– S. Nielsen
 Margery Grace Blackie grew up surrounded by homeopathy. She was routinely treated homeopathically as a child and her uncle (who died when she was three) was Dr. James Compton Burnett, a great proponent of homeopathy. The youngest of ten children, she was born on February 4, 1898, in Redbourn, Hertfordshire.
 In 1911 she and her family moved to London and she spent her teenage years growing up in the city. When she was sixteen, the war was declared and even though she was busily preparing to enter the matriculation form in preparation for medical school, she and all her classmates spent the school days knitting socks, mufflers and mittens for the soldiers. In 1916, she passed the London University exam. The five year old Margery’s wish to become a doctor was soon to be realized. At the age of nineteen, in 1917, she began her general medicine training at the School of Medicine for Women at London University -the only medical school in London at the time offering complete training for women.
 In 1923 she sat for, and failed, the final tests in Medicine, Surgery and Obstetrics. She tried again and again and finally passed in 1926. Two years prior to this, she had started working as a resident at the London Homeopathic Hospital. Despite the years at orthodox medical school, she was strongly inclined towards homeopathy and said on one occasion: “In my teaching hospital, when I saw patients dying, I didn’t have the satisfaction that the others had of believing that everything possible had been done. I felt they hadn’t had the only thing that might have cured them.”
 Another story which affords us a glimpse into her convictions and personality goes as follows: One day on rounds at the allopathic teaching hospital with the Chief, Blackie was asked what she would prescribe for a patient. “Whether I forgot where I was or whether it was bravado, I know not; but I replied Nux vomica. My friends grew pale with fright but nothing happened. Passing in the corridor later he stopped me and said, ‘a very good idea. I always carry it’, and pulled from his waistcoat pocket two small bottles of pills -one Nux vomica and the other Carbo veg.
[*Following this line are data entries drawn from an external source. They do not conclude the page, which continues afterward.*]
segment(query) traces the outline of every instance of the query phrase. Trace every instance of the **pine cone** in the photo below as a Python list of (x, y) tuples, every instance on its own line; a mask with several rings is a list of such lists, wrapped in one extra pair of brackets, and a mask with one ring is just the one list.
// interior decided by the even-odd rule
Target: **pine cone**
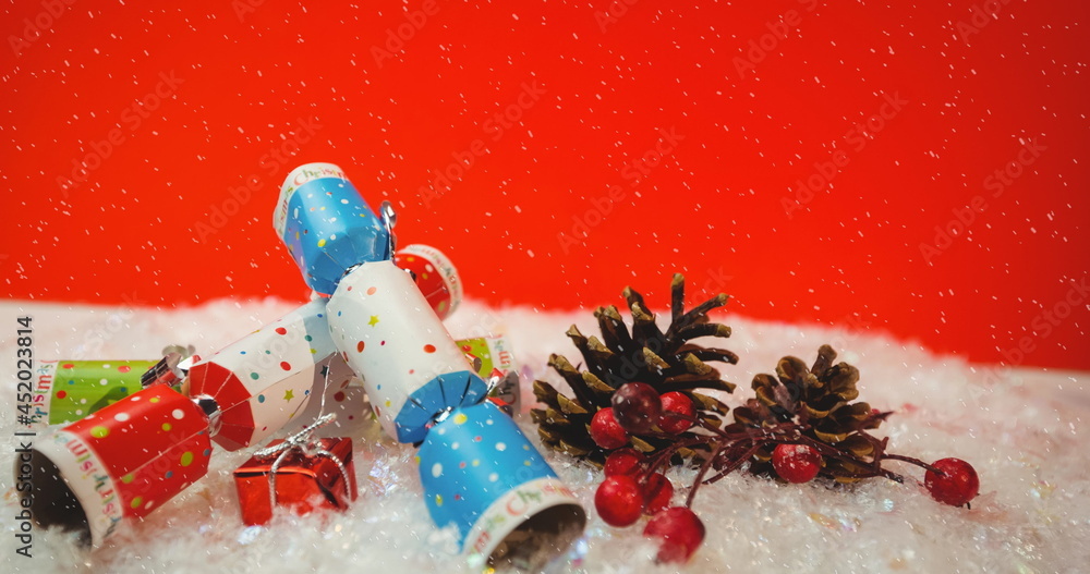
[[(891, 413), (879, 413), (864, 402), (851, 401), (859, 396), (856, 383), (859, 369), (847, 363), (833, 365), (836, 352), (828, 345), (818, 350), (818, 359), (809, 369), (798, 357), (787, 356), (776, 365), (776, 377), (753, 377), (756, 399), (734, 410), (737, 425), (744, 427), (773, 426), (779, 423), (809, 425), (807, 437), (836, 445), (852, 454), (873, 460), (876, 451), (884, 449), (879, 441), (862, 430), (877, 428)], [(767, 472), (765, 464), (772, 457), (772, 448), (755, 454), (750, 467), (753, 473)], [(855, 481), (856, 475), (870, 469), (858, 463), (824, 457), (822, 473), (839, 481)]]
[[(666, 332), (655, 323), (655, 316), (644, 304), (643, 296), (631, 288), (625, 289), (625, 298), (632, 312), (631, 332), (617, 307), (611, 305), (594, 312), (602, 340), (584, 337), (576, 326), (568, 329), (568, 337), (583, 355), (585, 368), (580, 370), (562, 355), (549, 356), (548, 365), (564, 377), (571, 388), (571, 398), (545, 381), (534, 381), (534, 395), (544, 407), (532, 410), (531, 416), (537, 423), (537, 432), (545, 445), (601, 464), (607, 452), (591, 440), (591, 418), (600, 408), (610, 406), (615, 390), (632, 381), (645, 382), (659, 394), (682, 392), (692, 399), (698, 417), (716, 427), (723, 425), (720, 417), (729, 413), (729, 407), (694, 389), (734, 391), (735, 384), (722, 380), (719, 371), (706, 362), (736, 364), (738, 356), (724, 349), (704, 347), (689, 341), (699, 337), (730, 337), (729, 327), (710, 322), (707, 318), (710, 310), (726, 304), (727, 295), (720, 293), (686, 313), (685, 277), (680, 273), (674, 276), (670, 294), (671, 322)], [(690, 436), (691, 432), (683, 432), (678, 438)], [(630, 442), (647, 454), (671, 443), (640, 436), (632, 436)], [(678, 457), (701, 461), (706, 453), (706, 449), (701, 452), (683, 449)]]

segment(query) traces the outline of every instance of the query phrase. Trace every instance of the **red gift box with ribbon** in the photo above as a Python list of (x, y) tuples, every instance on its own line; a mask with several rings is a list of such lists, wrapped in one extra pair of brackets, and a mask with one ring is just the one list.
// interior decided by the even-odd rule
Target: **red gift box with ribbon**
[(308, 439), (315, 426), (270, 442), (234, 471), (243, 523), (267, 524), (275, 505), (304, 515), (342, 510), (355, 500), (352, 439)]

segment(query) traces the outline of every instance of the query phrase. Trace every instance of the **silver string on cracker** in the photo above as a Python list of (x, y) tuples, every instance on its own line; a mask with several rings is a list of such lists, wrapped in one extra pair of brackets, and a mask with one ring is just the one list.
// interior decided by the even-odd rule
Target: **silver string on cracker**
[(318, 418), (314, 419), (314, 423), (307, 425), (306, 428), (304, 428), (303, 430), (300, 430), (299, 432), (295, 432), (294, 435), (284, 438), (283, 442), (275, 444), (272, 447), (266, 447), (254, 453), (254, 455), (257, 456), (257, 459), (259, 460), (268, 460), (272, 456), (276, 456), (276, 461), (274, 461), (272, 466), (269, 467), (270, 510), (275, 509), (277, 503), (276, 474), (278, 471), (280, 471), (280, 465), (288, 457), (288, 455), (295, 450), (300, 451), (305, 456), (325, 456), (326, 459), (329, 459), (330, 461), (334, 462), (334, 464), (337, 465), (337, 469), (340, 471), (341, 479), (344, 480), (344, 484), (346, 485), (350, 484), (348, 477), (348, 469), (344, 467), (344, 462), (341, 461), (340, 457), (338, 457), (336, 454), (327, 451), (324, 447), (322, 447), (320, 439), (316, 440), (314, 438), (314, 432), (317, 429), (328, 425), (329, 423), (332, 423), (336, 419), (337, 419), (336, 413), (322, 415)]

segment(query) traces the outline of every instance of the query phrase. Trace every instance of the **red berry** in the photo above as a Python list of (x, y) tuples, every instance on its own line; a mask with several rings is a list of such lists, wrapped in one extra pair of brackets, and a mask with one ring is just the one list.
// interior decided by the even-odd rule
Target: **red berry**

 At the age of twenty-six she became House Physician at the London Homeopathic Hospital. The hospital was staffed almost entirely by men. She worked with Drs. J.H.  Clarke (who had joined the staff in 1881), Charles Wheeler and her mentor, Douglas Borland. In 1926 she opened a private practice and at the age of thirty she attained senior status in the medical profession by becoming a Doctor of Medicine. She was the only woman candidate at the University of London in 1928 to be awarded this distinction.
 There now followed twenty years of successful private general practice. However, she also continued to work at the LHH, especially in the children’s department and the out-patient department. It was here that she worked with Margaret Tyler, who was a dominant figure in the hospital at this time. In 1949 she was elected president of the British Homeopathic Society and held this post for three successive years. In the mid-1950s she was the editor of the British Homeopathic Journal for one year, and also served in the LHH on the Committee for Research and Drug Provings and the Committee for Education.
 Her crowning achievement in these later years was succeeding Sir John Weir as Royal Physician. This took place in 1969. She continued working at the newly named Royal London Homeopathic Hospital until the age of sixty-nine at which time she became an honorary consultant there (1965). In 1964 she was elected Dean of the Faculty of Homeopathy, a post that she held until her resignation at the age of 81. She died on August 24, 1981.